Photos of swastikas, Adolf Hitler, a montage of images with a refugee in a gas chamber: a far-right chat group of police officers was unmasked in North Rhine-Westphalia. Chillreport spoke about it with police investigator Rafael Behr.
During a raid on North Rhine-Westphalia that morning, about 200 police officers attacked a group of colleagues: 34 police stations and private apartments were searched, Disciplinary proceedings are now pending against 29 officials and they were suspended.
Police from Essen, Mülheim an der Ruhr, Oberhausen, Moers and Selm are said to have shared photos of Adolf Hitler, swastikas and Reich war flags, as well as the montage of a refugee in the gas chamber of a concentration camp in WhatsApp groups.
Chillreport: Mr Behr, are you surprised by this new case of right-wing extremism among police officers?

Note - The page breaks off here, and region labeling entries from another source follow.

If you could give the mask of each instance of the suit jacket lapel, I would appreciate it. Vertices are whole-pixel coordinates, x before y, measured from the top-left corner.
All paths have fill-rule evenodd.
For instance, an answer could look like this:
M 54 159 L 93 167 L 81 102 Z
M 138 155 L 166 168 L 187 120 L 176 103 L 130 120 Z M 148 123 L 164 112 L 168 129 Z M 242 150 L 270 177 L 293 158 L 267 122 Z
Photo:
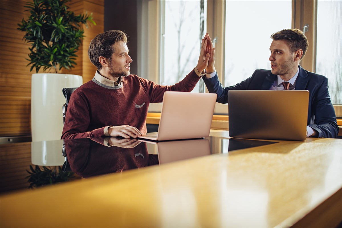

Rafael Behr: No, that doesn’t surprise me at all. Already after becoming known extreme right-wing activities at the Hessian police I thought that many police chiefs are currently sleeping badly. It’s only a matter of time before something like that pops up again.
What do you think is behind such chat groups?
There are also clearly right-wing attitudes among police officers. But also a certain incentive to exceed limits, for example to drive faster than allowed or to use more force than necessary. Or to speak with extreme right-wing stories. Unfortunately, Federal Interior Minister Horst Seehofer prevents us from finding out more precisely. The police, the police unions and the politician are now talking about individual cases again. You don’t dare to look at the structural dimension behind it, but with the police everything is structure!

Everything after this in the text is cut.